Experiment file: [examples/plotting/4_adamw-vs-sgd_seeds.yaml](../../examples/plotting/4_adamw-vs-sgd_seeds.yaml)
```python -m pytorch_fob.evaluate_experiment examples/plotting/4_adamw-vs-sgd_seeds.yaml```
![your plot is not finished yet](../../examples/plotting/4_adamw-vs-sgd_seeds-last-heatmap.png)
Helpful settings:
- Control the std with
- ```plot.std``` # toggle off with ```False```
- ```plot.aggfunc: std``` # also try ```var```
- control the rows with
- ```split_groups: ["engine.seed"]```
- ```aggregate_groups: []```
Per default the plot will display the *mean* and *std* calculated over the seeds.
We need to remove the seed from the ```aggregate_groups``` list (by giving an empty list instead). This list is useful if there are additional parameters you want to aggregate over.
-------------------------------------------------------------------------------
### Reproducing the Data
Lets create some data that we can plot; from the root directory call:
#### Data Download
first we make sure the data is already downloaded beforehand:
```python -m pytorch_fob.dataset_setup examples/plotting/3_mnist-and-tabular_adamw-vs-sgd.yaml```
This will download the mnist data (required for 1-4) and tabular (required for 3) into the [examples/data](../../examples/data) directory - path can be changed in the corresponding yaml you want to use (e.g. [examples/plotting/1_mnist-adamw.yaml](../../examples/plotting/1_mnist-adamw.yaml) if you have already set up your benchmark).

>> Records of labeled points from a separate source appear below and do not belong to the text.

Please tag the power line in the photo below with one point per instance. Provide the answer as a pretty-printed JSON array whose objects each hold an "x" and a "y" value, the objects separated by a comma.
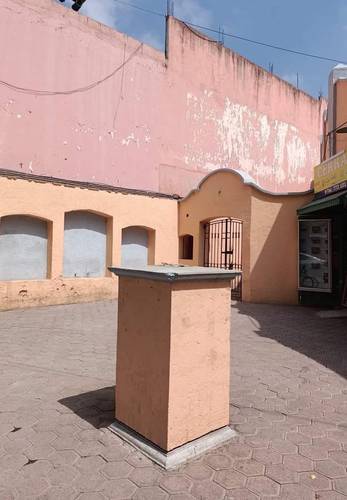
[
  {"x": 237, "y": 37},
  {"x": 256, "y": 42},
  {"x": 73, "y": 91},
  {"x": 142, "y": 9}
]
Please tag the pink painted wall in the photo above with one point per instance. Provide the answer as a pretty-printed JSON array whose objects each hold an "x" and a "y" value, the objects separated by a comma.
[{"x": 160, "y": 124}]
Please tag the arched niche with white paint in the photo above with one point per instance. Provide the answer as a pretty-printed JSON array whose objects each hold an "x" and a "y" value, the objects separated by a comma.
[
  {"x": 137, "y": 246},
  {"x": 23, "y": 248},
  {"x": 85, "y": 245}
]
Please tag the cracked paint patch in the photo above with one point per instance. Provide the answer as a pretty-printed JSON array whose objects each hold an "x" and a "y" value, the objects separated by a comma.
[{"x": 241, "y": 137}]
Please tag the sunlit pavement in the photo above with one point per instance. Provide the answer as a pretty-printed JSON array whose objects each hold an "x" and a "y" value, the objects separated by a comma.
[{"x": 289, "y": 406}]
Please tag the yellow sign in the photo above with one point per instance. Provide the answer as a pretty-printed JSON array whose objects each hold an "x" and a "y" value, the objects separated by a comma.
[{"x": 331, "y": 175}]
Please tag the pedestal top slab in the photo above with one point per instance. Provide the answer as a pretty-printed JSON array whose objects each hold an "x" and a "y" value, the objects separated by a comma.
[{"x": 169, "y": 272}]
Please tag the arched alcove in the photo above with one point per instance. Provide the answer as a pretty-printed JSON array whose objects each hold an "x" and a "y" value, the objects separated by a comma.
[
  {"x": 137, "y": 246},
  {"x": 85, "y": 245}
]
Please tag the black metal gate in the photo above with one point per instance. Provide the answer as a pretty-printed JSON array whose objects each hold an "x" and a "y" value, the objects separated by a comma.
[{"x": 223, "y": 249}]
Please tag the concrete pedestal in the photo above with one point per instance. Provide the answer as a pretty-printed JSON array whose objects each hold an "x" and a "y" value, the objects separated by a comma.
[{"x": 173, "y": 360}]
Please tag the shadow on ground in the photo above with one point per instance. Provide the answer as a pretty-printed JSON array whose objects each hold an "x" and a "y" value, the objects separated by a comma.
[
  {"x": 301, "y": 329},
  {"x": 96, "y": 407}
]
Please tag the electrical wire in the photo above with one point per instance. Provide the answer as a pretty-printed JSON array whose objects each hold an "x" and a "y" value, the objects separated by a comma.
[
  {"x": 73, "y": 91},
  {"x": 327, "y": 137},
  {"x": 237, "y": 37},
  {"x": 142, "y": 9}
]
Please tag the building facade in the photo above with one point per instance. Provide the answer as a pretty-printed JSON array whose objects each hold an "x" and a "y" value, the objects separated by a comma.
[
  {"x": 100, "y": 135},
  {"x": 81, "y": 101},
  {"x": 323, "y": 222}
]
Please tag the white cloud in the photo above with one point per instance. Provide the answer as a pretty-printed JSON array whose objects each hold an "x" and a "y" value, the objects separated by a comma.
[
  {"x": 192, "y": 11},
  {"x": 292, "y": 78}
]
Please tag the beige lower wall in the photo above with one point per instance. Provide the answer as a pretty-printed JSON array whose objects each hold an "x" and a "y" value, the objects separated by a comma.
[
  {"x": 32, "y": 293},
  {"x": 51, "y": 201}
]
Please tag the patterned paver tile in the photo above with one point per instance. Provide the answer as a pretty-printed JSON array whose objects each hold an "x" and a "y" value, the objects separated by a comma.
[
  {"x": 263, "y": 486},
  {"x": 314, "y": 480},
  {"x": 219, "y": 461},
  {"x": 281, "y": 474},
  {"x": 230, "y": 479},
  {"x": 288, "y": 401},
  {"x": 119, "y": 488},
  {"x": 175, "y": 483},
  {"x": 207, "y": 490}
]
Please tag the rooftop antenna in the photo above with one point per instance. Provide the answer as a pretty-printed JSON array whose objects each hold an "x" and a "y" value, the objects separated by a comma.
[
  {"x": 77, "y": 4},
  {"x": 220, "y": 35}
]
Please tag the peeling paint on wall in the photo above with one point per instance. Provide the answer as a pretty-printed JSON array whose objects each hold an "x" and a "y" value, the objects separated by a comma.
[{"x": 204, "y": 107}]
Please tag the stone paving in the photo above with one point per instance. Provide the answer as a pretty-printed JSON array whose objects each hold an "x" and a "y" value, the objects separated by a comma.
[{"x": 289, "y": 406}]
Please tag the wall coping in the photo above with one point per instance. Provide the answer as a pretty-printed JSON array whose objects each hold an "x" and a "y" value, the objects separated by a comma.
[
  {"x": 14, "y": 174},
  {"x": 247, "y": 181}
]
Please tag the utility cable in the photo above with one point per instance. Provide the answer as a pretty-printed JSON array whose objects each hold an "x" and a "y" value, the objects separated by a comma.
[
  {"x": 73, "y": 91},
  {"x": 237, "y": 37}
]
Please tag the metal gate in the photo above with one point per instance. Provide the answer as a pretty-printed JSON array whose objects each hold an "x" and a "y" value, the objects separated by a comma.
[{"x": 223, "y": 249}]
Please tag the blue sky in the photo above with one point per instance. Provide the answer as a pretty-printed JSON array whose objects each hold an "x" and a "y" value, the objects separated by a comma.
[{"x": 315, "y": 26}]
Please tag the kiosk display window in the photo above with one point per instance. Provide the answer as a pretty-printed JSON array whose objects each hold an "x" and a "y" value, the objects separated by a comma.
[{"x": 314, "y": 255}]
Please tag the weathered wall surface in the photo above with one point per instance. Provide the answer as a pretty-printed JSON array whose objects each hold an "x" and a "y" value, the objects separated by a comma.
[
  {"x": 50, "y": 202},
  {"x": 269, "y": 245},
  {"x": 154, "y": 124}
]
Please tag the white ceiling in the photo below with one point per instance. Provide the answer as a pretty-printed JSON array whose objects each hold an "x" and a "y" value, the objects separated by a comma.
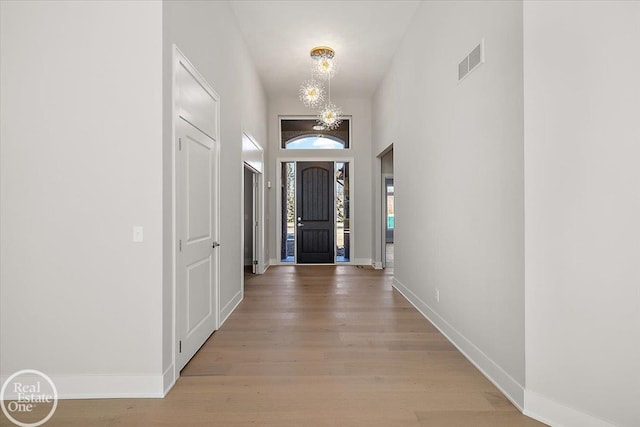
[{"x": 364, "y": 35}]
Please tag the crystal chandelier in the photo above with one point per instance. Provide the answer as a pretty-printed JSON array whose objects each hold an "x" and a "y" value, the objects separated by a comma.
[{"x": 312, "y": 93}]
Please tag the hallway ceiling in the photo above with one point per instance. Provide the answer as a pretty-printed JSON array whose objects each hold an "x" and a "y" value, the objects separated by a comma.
[{"x": 364, "y": 34}]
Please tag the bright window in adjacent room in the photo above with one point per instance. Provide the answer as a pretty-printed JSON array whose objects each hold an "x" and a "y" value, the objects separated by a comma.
[{"x": 306, "y": 134}]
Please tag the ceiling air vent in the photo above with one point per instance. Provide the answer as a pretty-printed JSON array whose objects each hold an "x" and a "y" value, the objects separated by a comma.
[{"x": 472, "y": 61}]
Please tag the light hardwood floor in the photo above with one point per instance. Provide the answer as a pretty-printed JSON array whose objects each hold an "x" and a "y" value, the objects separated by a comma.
[{"x": 317, "y": 346}]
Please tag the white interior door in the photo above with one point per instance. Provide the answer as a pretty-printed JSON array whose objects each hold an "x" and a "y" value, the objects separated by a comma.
[{"x": 197, "y": 212}]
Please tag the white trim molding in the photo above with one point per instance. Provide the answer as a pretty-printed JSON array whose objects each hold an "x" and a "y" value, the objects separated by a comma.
[
  {"x": 556, "y": 414},
  {"x": 490, "y": 369},
  {"x": 109, "y": 386},
  {"x": 230, "y": 307}
]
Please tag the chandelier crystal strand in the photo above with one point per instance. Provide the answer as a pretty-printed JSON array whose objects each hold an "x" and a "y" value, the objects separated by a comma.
[
  {"x": 331, "y": 115},
  {"x": 325, "y": 67},
  {"x": 311, "y": 93}
]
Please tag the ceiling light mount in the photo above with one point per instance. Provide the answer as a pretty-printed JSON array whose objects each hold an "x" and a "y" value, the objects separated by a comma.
[{"x": 322, "y": 52}]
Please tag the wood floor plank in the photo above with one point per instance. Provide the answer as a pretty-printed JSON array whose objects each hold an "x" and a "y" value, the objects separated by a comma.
[{"x": 316, "y": 346}]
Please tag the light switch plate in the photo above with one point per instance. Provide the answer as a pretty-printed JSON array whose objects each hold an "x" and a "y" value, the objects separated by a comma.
[{"x": 138, "y": 233}]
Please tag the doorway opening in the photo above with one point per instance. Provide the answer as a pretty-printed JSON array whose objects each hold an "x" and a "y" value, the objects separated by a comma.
[
  {"x": 388, "y": 210},
  {"x": 250, "y": 220},
  {"x": 315, "y": 220}
]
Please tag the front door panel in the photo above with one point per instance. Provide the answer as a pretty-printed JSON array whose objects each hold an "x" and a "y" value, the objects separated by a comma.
[{"x": 315, "y": 212}]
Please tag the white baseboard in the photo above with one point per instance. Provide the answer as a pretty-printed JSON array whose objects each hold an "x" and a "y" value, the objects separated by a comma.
[
  {"x": 169, "y": 379},
  {"x": 355, "y": 261},
  {"x": 501, "y": 379},
  {"x": 556, "y": 414},
  {"x": 229, "y": 307},
  {"x": 106, "y": 386}
]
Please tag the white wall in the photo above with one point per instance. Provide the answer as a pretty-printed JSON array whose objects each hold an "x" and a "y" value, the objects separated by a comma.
[
  {"x": 458, "y": 179},
  {"x": 360, "y": 110},
  {"x": 582, "y": 210},
  {"x": 206, "y": 32},
  {"x": 81, "y": 163}
]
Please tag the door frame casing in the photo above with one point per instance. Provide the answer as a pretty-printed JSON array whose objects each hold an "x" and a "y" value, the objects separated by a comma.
[
  {"x": 385, "y": 176},
  {"x": 378, "y": 210},
  {"x": 352, "y": 203},
  {"x": 178, "y": 56},
  {"x": 259, "y": 204}
]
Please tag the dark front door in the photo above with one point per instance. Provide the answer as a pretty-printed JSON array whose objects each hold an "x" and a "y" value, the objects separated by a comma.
[{"x": 315, "y": 212}]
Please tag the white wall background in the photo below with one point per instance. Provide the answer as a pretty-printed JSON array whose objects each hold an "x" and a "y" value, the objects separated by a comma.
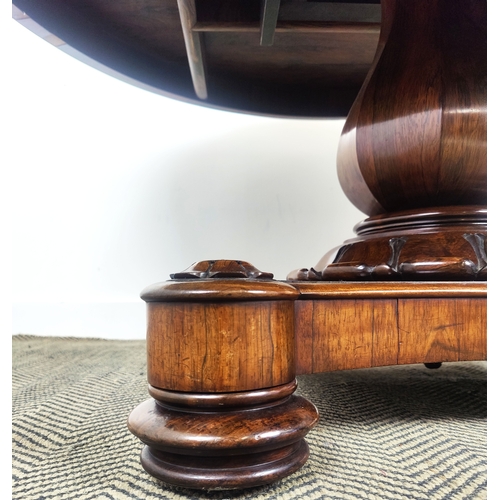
[{"x": 114, "y": 187}]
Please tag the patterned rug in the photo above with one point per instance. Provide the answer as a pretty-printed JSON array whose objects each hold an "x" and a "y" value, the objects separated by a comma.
[{"x": 402, "y": 432}]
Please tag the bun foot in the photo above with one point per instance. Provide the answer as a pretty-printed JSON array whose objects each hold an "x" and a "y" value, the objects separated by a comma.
[{"x": 224, "y": 446}]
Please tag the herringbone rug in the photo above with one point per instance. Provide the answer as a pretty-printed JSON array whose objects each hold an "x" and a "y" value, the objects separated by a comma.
[{"x": 385, "y": 433}]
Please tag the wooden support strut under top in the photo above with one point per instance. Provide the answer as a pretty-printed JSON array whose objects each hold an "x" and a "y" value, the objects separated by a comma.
[{"x": 194, "y": 46}]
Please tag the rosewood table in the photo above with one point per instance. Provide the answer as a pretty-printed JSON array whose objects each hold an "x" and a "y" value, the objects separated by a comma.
[{"x": 225, "y": 341}]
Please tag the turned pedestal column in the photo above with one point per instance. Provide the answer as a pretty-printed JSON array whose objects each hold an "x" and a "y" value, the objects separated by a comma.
[
  {"x": 412, "y": 154},
  {"x": 221, "y": 372}
]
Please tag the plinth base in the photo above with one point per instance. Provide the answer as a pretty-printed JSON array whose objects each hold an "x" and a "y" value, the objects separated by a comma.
[
  {"x": 225, "y": 473},
  {"x": 208, "y": 444}
]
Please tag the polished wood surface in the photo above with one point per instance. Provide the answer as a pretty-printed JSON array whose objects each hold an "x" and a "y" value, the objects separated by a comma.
[
  {"x": 367, "y": 324},
  {"x": 221, "y": 372},
  {"x": 211, "y": 53},
  {"x": 442, "y": 243},
  {"x": 416, "y": 136},
  {"x": 224, "y": 448},
  {"x": 412, "y": 154},
  {"x": 225, "y": 341}
]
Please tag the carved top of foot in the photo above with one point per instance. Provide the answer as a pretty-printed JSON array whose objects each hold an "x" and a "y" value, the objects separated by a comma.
[{"x": 219, "y": 280}]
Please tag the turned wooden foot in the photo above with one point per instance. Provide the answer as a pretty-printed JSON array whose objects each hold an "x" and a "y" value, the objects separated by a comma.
[{"x": 221, "y": 370}]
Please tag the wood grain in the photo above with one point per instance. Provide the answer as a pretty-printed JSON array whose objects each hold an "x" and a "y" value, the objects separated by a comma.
[
  {"x": 419, "y": 124},
  {"x": 342, "y": 326},
  {"x": 444, "y": 330},
  {"x": 194, "y": 46},
  {"x": 220, "y": 347}
]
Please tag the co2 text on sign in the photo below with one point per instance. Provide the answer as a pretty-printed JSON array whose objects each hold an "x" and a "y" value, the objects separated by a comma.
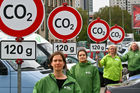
[{"x": 18, "y": 50}]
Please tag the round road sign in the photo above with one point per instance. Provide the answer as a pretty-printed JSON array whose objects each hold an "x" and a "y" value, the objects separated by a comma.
[
  {"x": 116, "y": 34},
  {"x": 64, "y": 22},
  {"x": 98, "y": 30},
  {"x": 21, "y": 18}
]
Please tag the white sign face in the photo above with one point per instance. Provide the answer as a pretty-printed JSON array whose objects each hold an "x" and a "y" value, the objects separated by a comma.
[
  {"x": 97, "y": 47},
  {"x": 18, "y": 50},
  {"x": 18, "y": 14},
  {"x": 66, "y": 48},
  {"x": 98, "y": 30},
  {"x": 64, "y": 23},
  {"x": 116, "y": 34}
]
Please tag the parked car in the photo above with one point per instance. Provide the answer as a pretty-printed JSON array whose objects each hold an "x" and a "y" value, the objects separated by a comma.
[
  {"x": 132, "y": 85},
  {"x": 31, "y": 72}
]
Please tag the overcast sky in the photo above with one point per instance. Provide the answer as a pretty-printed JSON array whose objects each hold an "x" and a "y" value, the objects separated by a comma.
[{"x": 99, "y": 3}]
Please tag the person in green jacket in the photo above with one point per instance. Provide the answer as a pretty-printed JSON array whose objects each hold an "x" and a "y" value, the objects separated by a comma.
[
  {"x": 86, "y": 74},
  {"x": 112, "y": 66},
  {"x": 57, "y": 82},
  {"x": 133, "y": 58}
]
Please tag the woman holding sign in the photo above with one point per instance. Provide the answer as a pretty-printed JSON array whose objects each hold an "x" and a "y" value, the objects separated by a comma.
[
  {"x": 112, "y": 66},
  {"x": 133, "y": 58},
  {"x": 57, "y": 82},
  {"x": 86, "y": 74}
]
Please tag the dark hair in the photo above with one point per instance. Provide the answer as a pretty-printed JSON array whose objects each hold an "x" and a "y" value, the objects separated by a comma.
[
  {"x": 83, "y": 51},
  {"x": 57, "y": 53}
]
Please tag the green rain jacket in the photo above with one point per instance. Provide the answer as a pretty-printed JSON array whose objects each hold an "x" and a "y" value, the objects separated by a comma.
[
  {"x": 133, "y": 59},
  {"x": 87, "y": 77},
  {"x": 112, "y": 67},
  {"x": 48, "y": 85}
]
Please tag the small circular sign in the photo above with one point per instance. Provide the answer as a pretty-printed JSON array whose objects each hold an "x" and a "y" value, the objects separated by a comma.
[
  {"x": 98, "y": 30},
  {"x": 21, "y": 18},
  {"x": 64, "y": 22},
  {"x": 116, "y": 34}
]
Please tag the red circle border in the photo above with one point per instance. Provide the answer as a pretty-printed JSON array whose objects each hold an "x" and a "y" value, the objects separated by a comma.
[
  {"x": 36, "y": 24},
  {"x": 123, "y": 34},
  {"x": 94, "y": 22},
  {"x": 65, "y": 8}
]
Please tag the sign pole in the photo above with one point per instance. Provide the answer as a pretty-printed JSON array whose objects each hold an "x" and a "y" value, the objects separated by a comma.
[{"x": 19, "y": 62}]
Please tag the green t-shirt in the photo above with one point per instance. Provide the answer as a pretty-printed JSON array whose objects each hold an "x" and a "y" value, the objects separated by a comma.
[{"x": 112, "y": 67}]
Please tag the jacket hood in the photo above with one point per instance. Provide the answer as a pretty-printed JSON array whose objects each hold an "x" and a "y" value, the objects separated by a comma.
[{"x": 84, "y": 64}]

Estimated disk usage for the data: ~65M
#### Training
The 2 tasks will be run on 2x2 hyperparameter on 2 different seeds per optimizer for a total of 32 runs.
```python -m pytorch_fob.run_experiment examples/plotting/3_mnist-and-tabular_adamw-vs-sgd.yaml```
After training finished you should find 32 run directories in [examples/plotting/outputs](../../examples/plotting/outputs)
All parameters that differ from the default value are noted in the directory name.